New kind of phishing attacks are exploiting Microsoft OneNote to bypass disabled macro

OneNote is one of the most popular components of the Microsoft 365 package, which the firm is still working to improve even as we speak by releasing new updates. However, as a consequence of the product undergoing continuous beta testing, hackers have discovered and exploited weaknesses in order to launch malware attacks based on phishing. Now, security pros are sounding the alarm about criminal actors that utilize OneNote files to covertly implant malware onto user machines. The attachments are sent via phishing emails.

Threat actors take advantage of the frequent feature updates that Microsoft makes to OneNote in order to install malware on users’ computers by tricking them into double-clicking on spam emails. This causes the user’s computer to automatically run a script that downloads malware from remote locations. A user’s device may be infected with malware, which can then be used not just to steal passwords but also to attack cryptocurrency wallets or even to install other software on the device without the user’s knowledge.

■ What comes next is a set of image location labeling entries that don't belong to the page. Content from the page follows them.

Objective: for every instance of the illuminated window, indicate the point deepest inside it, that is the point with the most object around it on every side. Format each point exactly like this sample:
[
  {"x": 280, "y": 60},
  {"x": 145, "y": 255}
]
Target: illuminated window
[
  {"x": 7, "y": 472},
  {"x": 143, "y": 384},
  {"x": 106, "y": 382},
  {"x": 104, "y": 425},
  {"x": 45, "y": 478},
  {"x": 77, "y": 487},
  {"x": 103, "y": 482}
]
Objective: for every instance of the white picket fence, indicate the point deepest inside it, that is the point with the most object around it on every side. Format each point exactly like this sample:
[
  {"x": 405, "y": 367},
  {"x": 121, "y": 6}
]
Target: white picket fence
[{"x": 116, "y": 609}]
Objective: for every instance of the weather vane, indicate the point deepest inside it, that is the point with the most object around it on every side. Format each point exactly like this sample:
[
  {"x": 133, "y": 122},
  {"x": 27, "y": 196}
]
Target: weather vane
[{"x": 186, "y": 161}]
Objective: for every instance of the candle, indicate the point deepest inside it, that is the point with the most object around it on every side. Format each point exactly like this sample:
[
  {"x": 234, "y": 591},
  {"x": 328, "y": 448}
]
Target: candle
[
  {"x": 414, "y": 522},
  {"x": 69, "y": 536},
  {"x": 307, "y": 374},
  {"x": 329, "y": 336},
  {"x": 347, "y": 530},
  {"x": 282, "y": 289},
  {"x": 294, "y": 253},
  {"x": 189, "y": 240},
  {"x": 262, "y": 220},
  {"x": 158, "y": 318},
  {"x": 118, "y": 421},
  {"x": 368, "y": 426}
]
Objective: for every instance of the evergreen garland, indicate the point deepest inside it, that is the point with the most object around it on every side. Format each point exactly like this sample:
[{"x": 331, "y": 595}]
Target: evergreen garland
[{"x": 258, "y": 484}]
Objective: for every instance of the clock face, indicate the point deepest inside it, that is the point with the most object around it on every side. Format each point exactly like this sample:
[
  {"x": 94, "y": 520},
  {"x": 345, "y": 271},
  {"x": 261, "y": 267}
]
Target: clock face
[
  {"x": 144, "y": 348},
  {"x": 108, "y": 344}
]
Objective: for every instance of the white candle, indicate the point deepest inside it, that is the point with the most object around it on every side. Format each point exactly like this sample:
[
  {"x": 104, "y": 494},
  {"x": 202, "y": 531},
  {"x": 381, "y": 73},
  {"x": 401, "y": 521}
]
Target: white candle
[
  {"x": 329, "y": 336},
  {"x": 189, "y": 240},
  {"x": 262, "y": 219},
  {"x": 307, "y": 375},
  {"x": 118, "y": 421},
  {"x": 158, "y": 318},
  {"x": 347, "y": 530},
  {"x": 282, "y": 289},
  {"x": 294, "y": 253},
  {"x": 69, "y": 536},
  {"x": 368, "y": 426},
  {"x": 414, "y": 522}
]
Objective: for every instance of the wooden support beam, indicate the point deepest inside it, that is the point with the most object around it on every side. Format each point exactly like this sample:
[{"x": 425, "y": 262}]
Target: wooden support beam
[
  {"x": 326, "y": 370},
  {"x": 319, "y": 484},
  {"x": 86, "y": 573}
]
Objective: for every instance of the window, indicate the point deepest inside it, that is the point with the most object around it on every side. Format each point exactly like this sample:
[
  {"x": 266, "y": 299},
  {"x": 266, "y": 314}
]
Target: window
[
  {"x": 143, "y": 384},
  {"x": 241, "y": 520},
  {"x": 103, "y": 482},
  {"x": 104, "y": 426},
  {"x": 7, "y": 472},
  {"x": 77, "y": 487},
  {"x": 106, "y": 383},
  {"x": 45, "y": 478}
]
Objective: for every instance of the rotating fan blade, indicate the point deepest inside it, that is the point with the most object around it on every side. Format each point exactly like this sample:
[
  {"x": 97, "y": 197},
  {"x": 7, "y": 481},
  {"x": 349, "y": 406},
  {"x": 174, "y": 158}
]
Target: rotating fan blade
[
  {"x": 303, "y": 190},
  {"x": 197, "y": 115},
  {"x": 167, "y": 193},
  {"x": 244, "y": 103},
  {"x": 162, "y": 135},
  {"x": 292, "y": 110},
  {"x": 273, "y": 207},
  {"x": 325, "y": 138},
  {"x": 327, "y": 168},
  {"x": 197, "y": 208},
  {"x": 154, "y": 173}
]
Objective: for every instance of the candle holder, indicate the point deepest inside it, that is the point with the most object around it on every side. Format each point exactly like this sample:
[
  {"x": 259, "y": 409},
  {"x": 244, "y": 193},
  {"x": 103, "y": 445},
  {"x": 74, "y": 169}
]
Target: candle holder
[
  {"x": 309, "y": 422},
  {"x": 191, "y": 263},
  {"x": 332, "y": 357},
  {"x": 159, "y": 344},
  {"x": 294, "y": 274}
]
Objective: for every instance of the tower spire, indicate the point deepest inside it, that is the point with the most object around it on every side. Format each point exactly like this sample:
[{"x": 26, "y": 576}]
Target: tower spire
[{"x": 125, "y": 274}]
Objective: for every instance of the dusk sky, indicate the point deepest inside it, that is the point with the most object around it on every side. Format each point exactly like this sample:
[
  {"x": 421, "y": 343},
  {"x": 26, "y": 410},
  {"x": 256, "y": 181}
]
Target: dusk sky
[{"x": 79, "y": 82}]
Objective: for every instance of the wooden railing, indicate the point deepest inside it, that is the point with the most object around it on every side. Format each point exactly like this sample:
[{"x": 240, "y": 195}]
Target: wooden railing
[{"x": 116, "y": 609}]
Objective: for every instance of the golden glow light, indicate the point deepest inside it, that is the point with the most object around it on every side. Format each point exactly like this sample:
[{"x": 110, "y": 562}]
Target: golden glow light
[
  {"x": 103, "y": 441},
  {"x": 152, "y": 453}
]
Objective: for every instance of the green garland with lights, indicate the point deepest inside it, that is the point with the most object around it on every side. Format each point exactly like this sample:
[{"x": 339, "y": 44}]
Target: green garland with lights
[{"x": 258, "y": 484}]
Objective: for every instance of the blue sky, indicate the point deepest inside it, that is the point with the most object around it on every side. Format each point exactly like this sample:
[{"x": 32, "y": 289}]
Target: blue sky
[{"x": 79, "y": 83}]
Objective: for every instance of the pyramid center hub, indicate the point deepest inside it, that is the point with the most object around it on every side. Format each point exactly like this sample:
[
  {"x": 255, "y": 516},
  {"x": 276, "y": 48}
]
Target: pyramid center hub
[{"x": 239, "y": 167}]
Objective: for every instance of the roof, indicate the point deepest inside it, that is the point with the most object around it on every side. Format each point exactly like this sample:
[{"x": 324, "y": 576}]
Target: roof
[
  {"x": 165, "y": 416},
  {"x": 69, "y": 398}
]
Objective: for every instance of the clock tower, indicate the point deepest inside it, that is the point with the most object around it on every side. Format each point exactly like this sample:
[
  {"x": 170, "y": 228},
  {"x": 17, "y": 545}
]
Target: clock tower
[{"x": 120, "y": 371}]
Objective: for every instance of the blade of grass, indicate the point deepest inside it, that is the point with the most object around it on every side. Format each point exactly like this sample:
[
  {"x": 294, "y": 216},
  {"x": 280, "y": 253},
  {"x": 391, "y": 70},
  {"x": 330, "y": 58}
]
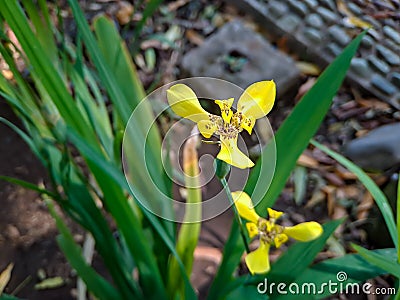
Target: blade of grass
[
  {"x": 381, "y": 261},
  {"x": 97, "y": 284},
  {"x": 371, "y": 186},
  {"x": 291, "y": 139}
]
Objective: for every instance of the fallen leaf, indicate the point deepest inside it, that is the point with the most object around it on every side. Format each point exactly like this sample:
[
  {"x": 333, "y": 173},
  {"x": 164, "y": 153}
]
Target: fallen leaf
[
  {"x": 305, "y": 87},
  {"x": 306, "y": 160},
  {"x": 308, "y": 68},
  {"x": 5, "y": 277},
  {"x": 50, "y": 283},
  {"x": 365, "y": 205},
  {"x": 194, "y": 37}
]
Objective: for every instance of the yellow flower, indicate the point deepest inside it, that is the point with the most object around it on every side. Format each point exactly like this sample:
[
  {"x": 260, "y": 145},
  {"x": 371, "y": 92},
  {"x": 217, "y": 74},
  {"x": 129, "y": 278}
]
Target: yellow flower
[
  {"x": 269, "y": 232},
  {"x": 256, "y": 102}
]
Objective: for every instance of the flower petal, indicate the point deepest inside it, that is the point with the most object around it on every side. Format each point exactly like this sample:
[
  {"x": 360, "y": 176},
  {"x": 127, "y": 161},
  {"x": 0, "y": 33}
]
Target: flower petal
[
  {"x": 280, "y": 239},
  {"x": 252, "y": 229},
  {"x": 225, "y": 106},
  {"x": 231, "y": 154},
  {"x": 274, "y": 214},
  {"x": 258, "y": 260},
  {"x": 304, "y": 232},
  {"x": 245, "y": 206},
  {"x": 258, "y": 99},
  {"x": 207, "y": 128},
  {"x": 184, "y": 102}
]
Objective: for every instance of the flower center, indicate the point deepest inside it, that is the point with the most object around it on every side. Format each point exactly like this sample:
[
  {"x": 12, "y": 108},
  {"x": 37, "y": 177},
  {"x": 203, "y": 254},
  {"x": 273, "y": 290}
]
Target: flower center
[{"x": 268, "y": 230}]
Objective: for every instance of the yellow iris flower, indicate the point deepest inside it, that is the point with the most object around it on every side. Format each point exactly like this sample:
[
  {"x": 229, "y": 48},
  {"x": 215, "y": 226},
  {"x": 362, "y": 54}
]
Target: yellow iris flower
[
  {"x": 256, "y": 102},
  {"x": 269, "y": 232}
]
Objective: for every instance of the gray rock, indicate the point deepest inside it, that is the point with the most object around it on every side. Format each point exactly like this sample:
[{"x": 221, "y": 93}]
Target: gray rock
[
  {"x": 277, "y": 9},
  {"x": 379, "y": 150},
  {"x": 313, "y": 35},
  {"x": 392, "y": 45},
  {"x": 298, "y": 7},
  {"x": 378, "y": 65},
  {"x": 388, "y": 55},
  {"x": 262, "y": 60},
  {"x": 383, "y": 85},
  {"x": 360, "y": 67},
  {"x": 289, "y": 23},
  {"x": 392, "y": 33},
  {"x": 395, "y": 78},
  {"x": 314, "y": 20},
  {"x": 334, "y": 49},
  {"x": 327, "y": 15},
  {"x": 339, "y": 35},
  {"x": 311, "y": 3},
  {"x": 367, "y": 42},
  {"x": 354, "y": 8}
]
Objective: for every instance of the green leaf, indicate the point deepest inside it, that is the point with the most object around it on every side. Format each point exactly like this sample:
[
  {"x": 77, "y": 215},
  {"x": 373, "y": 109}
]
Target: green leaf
[
  {"x": 97, "y": 284},
  {"x": 381, "y": 261},
  {"x": 298, "y": 128},
  {"x": 371, "y": 186},
  {"x": 291, "y": 139}
]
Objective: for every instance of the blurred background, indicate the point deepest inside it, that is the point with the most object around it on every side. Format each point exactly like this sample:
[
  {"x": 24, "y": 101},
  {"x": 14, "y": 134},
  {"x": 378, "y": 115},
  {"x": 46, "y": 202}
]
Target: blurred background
[{"x": 241, "y": 41}]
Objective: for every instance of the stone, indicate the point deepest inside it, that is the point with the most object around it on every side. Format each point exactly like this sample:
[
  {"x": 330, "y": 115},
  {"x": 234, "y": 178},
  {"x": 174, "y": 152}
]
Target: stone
[
  {"x": 379, "y": 150},
  {"x": 329, "y": 4},
  {"x": 311, "y": 3},
  {"x": 298, "y": 7},
  {"x": 360, "y": 67},
  {"x": 388, "y": 55},
  {"x": 367, "y": 42},
  {"x": 277, "y": 9},
  {"x": 354, "y": 8},
  {"x": 262, "y": 60},
  {"x": 334, "y": 49},
  {"x": 339, "y": 35},
  {"x": 383, "y": 84},
  {"x": 313, "y": 35},
  {"x": 395, "y": 78},
  {"x": 327, "y": 15},
  {"x": 392, "y": 46},
  {"x": 378, "y": 65},
  {"x": 314, "y": 20},
  {"x": 392, "y": 33},
  {"x": 289, "y": 23}
]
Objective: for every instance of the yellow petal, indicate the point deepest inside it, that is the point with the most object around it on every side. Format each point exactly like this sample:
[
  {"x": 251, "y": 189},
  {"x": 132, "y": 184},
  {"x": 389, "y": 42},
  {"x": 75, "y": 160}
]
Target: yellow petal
[
  {"x": 184, "y": 103},
  {"x": 258, "y": 260},
  {"x": 304, "y": 232},
  {"x": 245, "y": 206},
  {"x": 252, "y": 229},
  {"x": 248, "y": 124},
  {"x": 225, "y": 106},
  {"x": 274, "y": 214},
  {"x": 258, "y": 99},
  {"x": 280, "y": 239},
  {"x": 231, "y": 154},
  {"x": 207, "y": 128}
]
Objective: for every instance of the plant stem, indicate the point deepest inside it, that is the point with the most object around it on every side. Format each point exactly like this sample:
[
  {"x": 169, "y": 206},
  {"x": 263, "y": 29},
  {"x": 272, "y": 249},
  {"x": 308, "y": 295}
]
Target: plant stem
[{"x": 236, "y": 213}]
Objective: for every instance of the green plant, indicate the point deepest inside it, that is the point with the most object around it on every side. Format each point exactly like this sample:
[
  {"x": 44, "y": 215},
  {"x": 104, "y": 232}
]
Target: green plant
[{"x": 64, "y": 106}]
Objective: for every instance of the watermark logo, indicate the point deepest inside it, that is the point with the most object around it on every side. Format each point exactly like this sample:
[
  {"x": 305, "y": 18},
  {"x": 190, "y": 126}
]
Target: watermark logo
[{"x": 330, "y": 287}]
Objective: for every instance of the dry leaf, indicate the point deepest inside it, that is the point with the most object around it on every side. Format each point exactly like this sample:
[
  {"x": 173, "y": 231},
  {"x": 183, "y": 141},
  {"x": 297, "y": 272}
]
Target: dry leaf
[
  {"x": 305, "y": 87},
  {"x": 363, "y": 208},
  {"x": 50, "y": 283},
  {"x": 194, "y": 37},
  {"x": 5, "y": 277},
  {"x": 306, "y": 160},
  {"x": 308, "y": 68}
]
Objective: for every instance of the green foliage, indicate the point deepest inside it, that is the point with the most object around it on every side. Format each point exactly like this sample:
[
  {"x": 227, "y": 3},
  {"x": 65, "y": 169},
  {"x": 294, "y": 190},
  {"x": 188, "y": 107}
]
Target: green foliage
[{"x": 64, "y": 106}]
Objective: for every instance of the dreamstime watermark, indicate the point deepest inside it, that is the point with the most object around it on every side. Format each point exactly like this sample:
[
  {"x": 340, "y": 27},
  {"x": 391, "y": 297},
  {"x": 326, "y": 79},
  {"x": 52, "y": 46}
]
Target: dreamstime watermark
[{"x": 331, "y": 286}]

In the beginning, Microsoft eliminated the capability of its Office documents to make use of macros, which prevented malicious actors from using Excel and Word files to distribute malware. In addition, users are unable to open ZIP and ISO files without first going through a series of security warnings since Microsoft has restricted this functionality. Hackers have discovered methods to get around the ban on macros, which allows them to spread malware. Phishing emails may include a variety of bogus attachments, including fraudulent invoices, delivery confirmations, or alerts, amongst other things.

The majority of the time, the photographs in the email will be obscured, and the subject line will read, “Double Click to View File.” However, doing so actually launches a malicious Visual Basic script file, which begins contacts with a remote server to install malware, which may include a range of trojans. The file is designed to exploit vulnerabilities in Microsoft’s Visual Basic programming language.

Microsoft has already put a stop to the mining of cryptocurrencies on its network, since this activity is often associated with unlawful user access. Because of this, there has been a dramatic reduction in the deterioration and interruption of cloud services.

However, in order for users of OneNote to fully safeguard themselves, it is essential for them not to dismiss warnings that are shown by the program and to make use of multi-factor authentication, antivirus software, and firewalls whenever it is practicable to do so. In addition to this, it is essential that they refrain from downloading attachments from email URLs with which they are unfamiliar.